Zielgerichtetes Dating: Sei Dein eigener Leuchtturm

Letztens fragte mich eine gute Freundin, für sie bei der App Blindmate nach Datingpartnern für sie zu swipen. Im Gegensatz zu anderen Datingapps, sind es nämlich bei Blindmate gute Freund*innen und Familienmitglieder, die für einen nach passenden Matches suchen. Obwohl ich natürlich schon eine Vorstellung davon hatte, was sich meine Freundin eigentlich für einen Partner wünscht, rief ich sie an und wir sprachen darüber. Klar war für sie, dass auch er einer Familiengründung offen gegenüberstehen und somit auf der Suche nach etwas Ernstem sein sollte. Klar war auch, dass er nicht so sein sollte wie ihre Ex-Partner.

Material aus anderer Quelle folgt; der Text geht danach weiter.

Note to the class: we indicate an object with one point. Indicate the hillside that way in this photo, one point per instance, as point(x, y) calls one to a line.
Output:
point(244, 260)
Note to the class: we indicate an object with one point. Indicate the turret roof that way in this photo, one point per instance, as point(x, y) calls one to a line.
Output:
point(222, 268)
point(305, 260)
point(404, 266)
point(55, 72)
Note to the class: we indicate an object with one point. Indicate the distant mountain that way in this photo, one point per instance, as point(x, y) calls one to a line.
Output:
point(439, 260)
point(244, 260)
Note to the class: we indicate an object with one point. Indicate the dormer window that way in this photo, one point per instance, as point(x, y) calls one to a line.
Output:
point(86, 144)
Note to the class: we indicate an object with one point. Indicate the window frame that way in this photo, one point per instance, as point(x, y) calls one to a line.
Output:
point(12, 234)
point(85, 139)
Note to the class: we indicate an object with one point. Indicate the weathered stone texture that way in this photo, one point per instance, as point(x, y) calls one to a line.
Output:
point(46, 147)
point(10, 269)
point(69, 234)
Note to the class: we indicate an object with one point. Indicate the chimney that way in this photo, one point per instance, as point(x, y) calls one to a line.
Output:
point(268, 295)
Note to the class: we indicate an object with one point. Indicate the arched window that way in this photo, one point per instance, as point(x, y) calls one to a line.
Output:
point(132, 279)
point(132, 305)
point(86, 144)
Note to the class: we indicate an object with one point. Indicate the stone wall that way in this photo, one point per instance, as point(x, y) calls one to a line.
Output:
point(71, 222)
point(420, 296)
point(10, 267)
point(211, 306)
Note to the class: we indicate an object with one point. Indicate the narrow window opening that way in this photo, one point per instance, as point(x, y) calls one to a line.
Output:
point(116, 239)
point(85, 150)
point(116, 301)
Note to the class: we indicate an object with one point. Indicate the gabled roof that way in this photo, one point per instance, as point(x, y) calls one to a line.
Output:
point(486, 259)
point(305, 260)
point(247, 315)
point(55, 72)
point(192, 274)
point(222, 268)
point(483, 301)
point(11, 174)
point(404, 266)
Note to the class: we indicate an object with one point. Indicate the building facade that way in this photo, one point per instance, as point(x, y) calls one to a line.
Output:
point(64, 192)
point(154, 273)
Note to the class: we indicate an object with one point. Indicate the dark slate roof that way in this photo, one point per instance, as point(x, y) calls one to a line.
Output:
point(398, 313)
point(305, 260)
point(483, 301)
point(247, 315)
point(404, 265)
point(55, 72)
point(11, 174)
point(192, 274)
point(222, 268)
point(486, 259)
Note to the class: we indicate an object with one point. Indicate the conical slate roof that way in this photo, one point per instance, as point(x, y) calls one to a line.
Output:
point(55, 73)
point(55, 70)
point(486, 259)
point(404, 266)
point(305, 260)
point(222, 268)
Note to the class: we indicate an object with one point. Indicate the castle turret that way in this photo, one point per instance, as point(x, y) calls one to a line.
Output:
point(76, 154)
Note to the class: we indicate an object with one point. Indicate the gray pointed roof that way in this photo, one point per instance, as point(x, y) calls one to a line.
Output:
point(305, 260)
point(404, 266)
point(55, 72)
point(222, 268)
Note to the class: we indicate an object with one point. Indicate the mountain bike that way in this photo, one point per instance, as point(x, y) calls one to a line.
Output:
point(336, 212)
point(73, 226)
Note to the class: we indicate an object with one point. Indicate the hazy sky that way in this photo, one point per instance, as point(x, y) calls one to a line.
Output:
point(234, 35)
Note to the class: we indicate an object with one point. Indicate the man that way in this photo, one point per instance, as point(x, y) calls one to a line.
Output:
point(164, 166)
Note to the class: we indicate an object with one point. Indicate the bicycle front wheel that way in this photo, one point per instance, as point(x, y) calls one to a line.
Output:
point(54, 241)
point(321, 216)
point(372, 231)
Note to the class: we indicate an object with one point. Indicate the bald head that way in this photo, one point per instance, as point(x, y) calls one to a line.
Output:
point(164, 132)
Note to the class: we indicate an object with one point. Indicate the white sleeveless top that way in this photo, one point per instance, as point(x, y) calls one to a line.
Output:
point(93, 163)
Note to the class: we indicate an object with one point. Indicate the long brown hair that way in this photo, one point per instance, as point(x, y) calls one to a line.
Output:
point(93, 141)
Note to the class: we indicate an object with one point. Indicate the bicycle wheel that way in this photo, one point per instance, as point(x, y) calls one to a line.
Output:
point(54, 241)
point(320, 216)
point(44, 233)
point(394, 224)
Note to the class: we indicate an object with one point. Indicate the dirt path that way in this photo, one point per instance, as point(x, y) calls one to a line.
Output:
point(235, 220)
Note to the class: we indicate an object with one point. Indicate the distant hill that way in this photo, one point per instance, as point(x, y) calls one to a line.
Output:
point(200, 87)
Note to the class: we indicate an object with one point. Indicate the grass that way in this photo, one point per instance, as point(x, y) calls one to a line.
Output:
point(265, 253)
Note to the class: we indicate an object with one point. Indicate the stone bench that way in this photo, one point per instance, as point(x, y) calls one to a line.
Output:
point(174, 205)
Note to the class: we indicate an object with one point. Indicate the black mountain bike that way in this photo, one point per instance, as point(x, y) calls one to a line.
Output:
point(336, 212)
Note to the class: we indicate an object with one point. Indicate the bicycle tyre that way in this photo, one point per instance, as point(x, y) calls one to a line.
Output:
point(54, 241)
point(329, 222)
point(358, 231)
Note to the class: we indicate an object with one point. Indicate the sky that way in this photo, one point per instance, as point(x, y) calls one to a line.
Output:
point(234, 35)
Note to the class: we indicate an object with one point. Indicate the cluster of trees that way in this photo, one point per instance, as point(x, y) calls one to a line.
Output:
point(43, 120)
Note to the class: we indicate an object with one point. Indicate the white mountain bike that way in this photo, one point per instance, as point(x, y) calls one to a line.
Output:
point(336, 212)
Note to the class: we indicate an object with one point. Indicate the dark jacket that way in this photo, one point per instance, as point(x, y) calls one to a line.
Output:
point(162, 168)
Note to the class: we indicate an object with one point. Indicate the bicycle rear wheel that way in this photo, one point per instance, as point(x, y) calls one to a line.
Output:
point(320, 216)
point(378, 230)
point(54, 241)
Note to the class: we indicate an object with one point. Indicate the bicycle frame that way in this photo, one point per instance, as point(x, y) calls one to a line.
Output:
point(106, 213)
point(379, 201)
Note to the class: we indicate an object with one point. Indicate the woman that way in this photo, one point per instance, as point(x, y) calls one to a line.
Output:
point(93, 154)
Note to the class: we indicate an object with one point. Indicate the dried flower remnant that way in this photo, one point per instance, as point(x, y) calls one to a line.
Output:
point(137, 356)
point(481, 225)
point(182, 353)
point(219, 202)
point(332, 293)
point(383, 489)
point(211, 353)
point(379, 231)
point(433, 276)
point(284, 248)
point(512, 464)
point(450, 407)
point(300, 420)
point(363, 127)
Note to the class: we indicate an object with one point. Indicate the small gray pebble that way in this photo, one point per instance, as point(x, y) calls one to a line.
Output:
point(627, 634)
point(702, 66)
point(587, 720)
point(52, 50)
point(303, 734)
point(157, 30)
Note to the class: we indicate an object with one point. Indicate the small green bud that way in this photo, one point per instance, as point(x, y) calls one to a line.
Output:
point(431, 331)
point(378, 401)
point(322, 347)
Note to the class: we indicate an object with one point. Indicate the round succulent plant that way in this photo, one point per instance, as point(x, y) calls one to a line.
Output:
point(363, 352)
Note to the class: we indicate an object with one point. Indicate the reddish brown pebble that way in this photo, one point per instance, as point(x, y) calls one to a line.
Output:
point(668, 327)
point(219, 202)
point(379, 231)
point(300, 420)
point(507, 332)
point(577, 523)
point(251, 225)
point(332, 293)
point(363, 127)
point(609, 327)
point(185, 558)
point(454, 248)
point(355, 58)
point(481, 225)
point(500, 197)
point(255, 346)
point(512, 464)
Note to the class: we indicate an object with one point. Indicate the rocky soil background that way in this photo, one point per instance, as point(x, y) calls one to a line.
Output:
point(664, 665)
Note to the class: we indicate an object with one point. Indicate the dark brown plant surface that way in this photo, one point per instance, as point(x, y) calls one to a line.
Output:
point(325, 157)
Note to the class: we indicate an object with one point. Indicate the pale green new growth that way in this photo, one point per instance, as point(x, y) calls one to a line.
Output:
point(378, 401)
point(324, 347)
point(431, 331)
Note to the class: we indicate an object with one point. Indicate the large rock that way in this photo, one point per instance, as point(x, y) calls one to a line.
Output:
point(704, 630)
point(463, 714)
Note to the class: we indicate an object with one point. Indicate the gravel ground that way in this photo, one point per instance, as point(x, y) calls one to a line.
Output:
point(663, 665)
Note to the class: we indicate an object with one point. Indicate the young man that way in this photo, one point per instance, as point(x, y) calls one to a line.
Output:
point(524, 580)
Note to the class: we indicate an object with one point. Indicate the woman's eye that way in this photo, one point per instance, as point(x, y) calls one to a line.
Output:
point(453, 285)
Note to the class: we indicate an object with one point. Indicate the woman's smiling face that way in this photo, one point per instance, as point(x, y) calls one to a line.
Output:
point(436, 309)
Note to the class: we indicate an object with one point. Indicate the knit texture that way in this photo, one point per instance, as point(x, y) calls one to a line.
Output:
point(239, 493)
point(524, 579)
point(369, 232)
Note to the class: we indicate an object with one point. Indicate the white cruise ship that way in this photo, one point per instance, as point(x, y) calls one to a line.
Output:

Als Religionswissenschaftlerin weiss ich, dass es religiöse, spirituelle, oder religionsähnliche Gruppen in Sachen Identitätsbildung, Abgrenzung zu anderen, langfristigem Erfolg und Selbstlegitimation schwer haben, wenn sie sich weitestgehend über das definieren, was sie nicht sind (das ist zum Beispiel bei explizit atheistischen Gruppen der Fall, die sich vor allem darüber definieren, dass sie an keine höhere Macht glauben). Auch wenns komisch klingen mag, bear with me, was für Gruppen auf dem Religionsspektrum gilt, gilt auch fürs Dating. Das heisst, dass zielgerichtetes Daten nur dann funktionieren kann, wenn es auch ein ausformuliertes Ziel gibt.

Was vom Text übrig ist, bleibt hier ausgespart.